このページは、2019年3月に保存されたアーカイブです。最新の内容ではない場合がありますのでご注意ください

カンチャナブリ


東南アジアの歴史



歴史には、このような目線もあります。もっと自分の国のことについて知りたいものです。



大東亜戦争は偽善と独善との戦い?
 戦後60年にもなるのに、中国や韓国における日本への反日感情は未だにくすぶっています。長期に渡って広範な植民地支配を行った英仏などのヨーロッパ諸国は被支配国からこれほど長期に渡る反感を持たれてはいません。何故、日本に対する反感は大きいのでしょうか。

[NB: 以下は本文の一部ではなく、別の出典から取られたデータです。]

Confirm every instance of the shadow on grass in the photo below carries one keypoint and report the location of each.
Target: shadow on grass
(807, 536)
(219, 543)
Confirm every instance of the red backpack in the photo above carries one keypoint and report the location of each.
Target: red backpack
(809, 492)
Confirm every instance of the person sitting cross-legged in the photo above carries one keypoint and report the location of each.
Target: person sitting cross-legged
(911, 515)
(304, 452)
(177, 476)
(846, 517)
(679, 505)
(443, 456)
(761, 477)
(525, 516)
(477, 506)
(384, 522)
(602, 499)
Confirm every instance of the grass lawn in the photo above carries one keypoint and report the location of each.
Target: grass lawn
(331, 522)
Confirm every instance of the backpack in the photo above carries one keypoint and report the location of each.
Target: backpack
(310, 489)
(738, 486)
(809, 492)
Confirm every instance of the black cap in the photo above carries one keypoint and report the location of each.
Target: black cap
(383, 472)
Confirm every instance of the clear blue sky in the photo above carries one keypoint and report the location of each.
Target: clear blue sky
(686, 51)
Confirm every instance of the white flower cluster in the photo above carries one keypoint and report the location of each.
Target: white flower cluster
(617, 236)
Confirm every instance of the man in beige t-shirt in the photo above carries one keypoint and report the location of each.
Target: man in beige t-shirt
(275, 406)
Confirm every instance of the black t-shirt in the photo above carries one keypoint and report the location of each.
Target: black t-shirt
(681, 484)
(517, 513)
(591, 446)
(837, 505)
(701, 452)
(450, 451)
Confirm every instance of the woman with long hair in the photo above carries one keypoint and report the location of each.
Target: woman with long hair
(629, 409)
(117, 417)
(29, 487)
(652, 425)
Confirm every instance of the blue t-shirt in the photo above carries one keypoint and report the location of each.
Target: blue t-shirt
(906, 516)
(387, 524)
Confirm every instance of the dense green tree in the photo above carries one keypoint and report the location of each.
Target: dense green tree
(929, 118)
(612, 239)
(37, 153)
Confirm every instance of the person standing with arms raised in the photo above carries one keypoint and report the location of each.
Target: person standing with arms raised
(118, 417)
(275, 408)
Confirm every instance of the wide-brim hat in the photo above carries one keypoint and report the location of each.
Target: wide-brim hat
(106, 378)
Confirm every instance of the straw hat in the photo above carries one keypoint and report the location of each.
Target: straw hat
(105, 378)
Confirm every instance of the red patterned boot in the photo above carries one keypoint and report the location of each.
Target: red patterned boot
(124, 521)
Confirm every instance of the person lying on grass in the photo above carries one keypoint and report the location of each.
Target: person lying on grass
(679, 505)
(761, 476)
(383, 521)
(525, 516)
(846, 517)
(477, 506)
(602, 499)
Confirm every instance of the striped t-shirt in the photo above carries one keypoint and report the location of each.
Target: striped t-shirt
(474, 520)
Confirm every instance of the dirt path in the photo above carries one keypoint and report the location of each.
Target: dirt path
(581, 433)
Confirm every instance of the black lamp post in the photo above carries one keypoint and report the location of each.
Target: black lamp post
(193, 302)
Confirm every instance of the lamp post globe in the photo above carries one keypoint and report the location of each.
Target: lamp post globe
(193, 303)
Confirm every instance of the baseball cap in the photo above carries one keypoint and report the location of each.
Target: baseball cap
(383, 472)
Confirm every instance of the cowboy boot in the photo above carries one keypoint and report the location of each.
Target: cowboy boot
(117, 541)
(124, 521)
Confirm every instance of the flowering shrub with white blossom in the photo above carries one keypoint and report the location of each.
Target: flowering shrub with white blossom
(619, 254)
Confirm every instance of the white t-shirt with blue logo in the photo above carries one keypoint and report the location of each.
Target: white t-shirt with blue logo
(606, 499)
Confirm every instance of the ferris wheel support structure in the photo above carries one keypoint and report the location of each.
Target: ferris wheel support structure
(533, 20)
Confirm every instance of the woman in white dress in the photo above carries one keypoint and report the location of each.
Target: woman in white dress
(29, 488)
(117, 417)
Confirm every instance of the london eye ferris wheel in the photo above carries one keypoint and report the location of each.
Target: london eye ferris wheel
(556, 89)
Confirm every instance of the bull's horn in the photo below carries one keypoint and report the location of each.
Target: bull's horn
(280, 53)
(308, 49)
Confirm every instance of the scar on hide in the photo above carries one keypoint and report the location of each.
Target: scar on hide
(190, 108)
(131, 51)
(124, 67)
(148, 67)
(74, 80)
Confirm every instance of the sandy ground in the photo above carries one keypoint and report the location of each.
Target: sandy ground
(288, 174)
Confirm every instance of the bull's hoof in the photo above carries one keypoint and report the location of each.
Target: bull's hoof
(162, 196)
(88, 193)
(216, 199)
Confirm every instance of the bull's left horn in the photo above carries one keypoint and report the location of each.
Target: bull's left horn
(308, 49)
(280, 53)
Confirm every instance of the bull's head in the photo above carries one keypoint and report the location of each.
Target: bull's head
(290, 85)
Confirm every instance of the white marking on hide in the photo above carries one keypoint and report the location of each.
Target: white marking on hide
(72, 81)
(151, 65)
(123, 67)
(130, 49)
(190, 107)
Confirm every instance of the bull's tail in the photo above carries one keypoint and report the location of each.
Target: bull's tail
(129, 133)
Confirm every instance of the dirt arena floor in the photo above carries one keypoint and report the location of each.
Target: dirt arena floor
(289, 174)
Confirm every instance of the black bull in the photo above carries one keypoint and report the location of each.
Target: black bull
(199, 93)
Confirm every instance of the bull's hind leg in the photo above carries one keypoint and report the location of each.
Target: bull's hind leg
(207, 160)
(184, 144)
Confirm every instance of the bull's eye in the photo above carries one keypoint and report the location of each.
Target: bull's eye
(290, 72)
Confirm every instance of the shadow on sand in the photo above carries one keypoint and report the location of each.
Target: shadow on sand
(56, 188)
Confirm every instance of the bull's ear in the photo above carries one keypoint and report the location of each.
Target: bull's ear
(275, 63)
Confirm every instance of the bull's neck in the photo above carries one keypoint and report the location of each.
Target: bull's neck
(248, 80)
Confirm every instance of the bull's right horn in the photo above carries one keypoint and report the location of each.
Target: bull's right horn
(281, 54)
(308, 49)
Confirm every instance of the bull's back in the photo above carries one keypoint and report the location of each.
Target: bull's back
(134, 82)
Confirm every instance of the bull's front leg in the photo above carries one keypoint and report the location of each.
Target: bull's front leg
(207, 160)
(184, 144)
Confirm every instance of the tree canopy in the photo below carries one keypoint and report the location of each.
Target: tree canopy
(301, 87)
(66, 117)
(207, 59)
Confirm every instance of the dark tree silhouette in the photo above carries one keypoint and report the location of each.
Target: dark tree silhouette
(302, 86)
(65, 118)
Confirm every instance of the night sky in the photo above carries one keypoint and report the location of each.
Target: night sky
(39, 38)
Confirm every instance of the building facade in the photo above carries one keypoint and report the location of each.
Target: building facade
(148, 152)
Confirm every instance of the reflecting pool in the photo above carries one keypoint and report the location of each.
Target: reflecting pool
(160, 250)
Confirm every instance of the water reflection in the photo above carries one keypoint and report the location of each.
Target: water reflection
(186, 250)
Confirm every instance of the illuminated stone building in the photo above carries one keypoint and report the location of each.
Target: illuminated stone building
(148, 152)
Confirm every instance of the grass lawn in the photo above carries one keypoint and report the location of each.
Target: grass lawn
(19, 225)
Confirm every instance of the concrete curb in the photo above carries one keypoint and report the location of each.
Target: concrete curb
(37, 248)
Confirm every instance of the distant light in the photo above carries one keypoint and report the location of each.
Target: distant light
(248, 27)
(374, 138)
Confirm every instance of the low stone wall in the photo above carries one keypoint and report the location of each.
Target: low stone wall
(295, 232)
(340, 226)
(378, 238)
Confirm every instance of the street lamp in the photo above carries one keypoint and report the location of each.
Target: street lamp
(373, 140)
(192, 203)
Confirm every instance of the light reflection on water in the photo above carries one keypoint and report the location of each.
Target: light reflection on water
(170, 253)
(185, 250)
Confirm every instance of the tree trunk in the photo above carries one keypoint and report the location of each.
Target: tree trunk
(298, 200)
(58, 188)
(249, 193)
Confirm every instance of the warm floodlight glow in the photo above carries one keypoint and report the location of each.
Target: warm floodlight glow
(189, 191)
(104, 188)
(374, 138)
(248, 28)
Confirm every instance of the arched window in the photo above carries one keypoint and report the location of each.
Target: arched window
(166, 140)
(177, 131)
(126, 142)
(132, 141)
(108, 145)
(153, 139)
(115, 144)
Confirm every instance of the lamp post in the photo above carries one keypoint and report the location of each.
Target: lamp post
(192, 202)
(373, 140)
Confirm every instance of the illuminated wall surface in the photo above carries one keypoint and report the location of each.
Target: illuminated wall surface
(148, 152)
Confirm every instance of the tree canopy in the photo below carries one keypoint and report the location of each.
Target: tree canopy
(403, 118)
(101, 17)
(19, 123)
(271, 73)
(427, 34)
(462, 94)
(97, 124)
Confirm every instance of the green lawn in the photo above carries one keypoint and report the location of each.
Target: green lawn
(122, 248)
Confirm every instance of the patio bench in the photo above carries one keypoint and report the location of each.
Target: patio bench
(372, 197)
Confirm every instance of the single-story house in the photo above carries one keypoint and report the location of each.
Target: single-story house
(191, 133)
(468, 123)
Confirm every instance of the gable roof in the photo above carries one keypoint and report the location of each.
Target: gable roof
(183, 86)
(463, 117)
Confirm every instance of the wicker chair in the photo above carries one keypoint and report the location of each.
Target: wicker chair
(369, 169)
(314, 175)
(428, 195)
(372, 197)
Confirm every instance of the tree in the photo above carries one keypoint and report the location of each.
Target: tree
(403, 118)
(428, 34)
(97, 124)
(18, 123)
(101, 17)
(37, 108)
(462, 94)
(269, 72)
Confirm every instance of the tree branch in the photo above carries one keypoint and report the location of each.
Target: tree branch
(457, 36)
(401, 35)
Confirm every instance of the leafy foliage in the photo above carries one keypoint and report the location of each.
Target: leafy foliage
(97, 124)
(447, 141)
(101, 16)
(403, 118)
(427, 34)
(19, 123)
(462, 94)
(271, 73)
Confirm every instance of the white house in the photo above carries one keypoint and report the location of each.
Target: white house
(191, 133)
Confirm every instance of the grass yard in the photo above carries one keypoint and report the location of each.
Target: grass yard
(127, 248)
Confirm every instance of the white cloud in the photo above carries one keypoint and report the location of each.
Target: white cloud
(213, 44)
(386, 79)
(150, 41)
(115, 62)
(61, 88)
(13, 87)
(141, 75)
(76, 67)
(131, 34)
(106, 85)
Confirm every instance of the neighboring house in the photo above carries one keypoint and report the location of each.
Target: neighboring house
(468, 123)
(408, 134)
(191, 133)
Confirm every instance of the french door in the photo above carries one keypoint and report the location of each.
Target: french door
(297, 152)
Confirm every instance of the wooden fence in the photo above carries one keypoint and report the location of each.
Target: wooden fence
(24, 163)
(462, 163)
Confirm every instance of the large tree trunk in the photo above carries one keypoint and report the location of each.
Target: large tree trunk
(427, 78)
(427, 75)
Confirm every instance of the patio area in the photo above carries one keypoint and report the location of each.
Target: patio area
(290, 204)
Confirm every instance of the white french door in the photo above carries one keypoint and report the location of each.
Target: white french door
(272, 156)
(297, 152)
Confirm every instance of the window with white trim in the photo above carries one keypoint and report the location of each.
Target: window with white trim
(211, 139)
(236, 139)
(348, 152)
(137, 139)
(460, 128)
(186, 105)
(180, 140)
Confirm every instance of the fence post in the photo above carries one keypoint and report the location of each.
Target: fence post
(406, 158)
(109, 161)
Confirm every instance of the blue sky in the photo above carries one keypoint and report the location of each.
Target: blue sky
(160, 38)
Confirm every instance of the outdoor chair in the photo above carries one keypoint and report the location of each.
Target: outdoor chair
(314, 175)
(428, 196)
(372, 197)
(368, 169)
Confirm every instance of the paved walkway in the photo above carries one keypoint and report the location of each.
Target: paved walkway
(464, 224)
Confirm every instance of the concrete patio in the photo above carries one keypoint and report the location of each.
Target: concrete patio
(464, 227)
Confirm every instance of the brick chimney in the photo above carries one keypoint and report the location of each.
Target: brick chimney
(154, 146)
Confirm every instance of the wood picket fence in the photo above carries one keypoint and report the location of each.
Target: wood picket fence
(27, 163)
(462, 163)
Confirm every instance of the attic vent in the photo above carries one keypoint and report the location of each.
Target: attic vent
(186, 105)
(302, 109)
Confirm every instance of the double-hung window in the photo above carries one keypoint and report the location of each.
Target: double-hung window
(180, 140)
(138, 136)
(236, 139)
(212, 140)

 もちろん、そこには歴史的な経緯や、中国や韓国が文明的に日本の先輩に当たるといった民族感情など複雑な要素が絡んでいますから議論は単純ではないのでしょうが、それだけが原因で現在の状態に至っているとは私には思えません。

 タイに住んで感じる事は、日本人の哲学は日本人以外には共感できないのではないか、そして、かつては「大日本帝国」や「天皇への忠誠」などのような日本民族にしか共感されないようなことを、一時期にしても外国に押しつけたことも原因の一つにあるのではないか、などと考えています。また、昨今の日本と中国のアジアでの覇権争いが根底にあるのかも知れません。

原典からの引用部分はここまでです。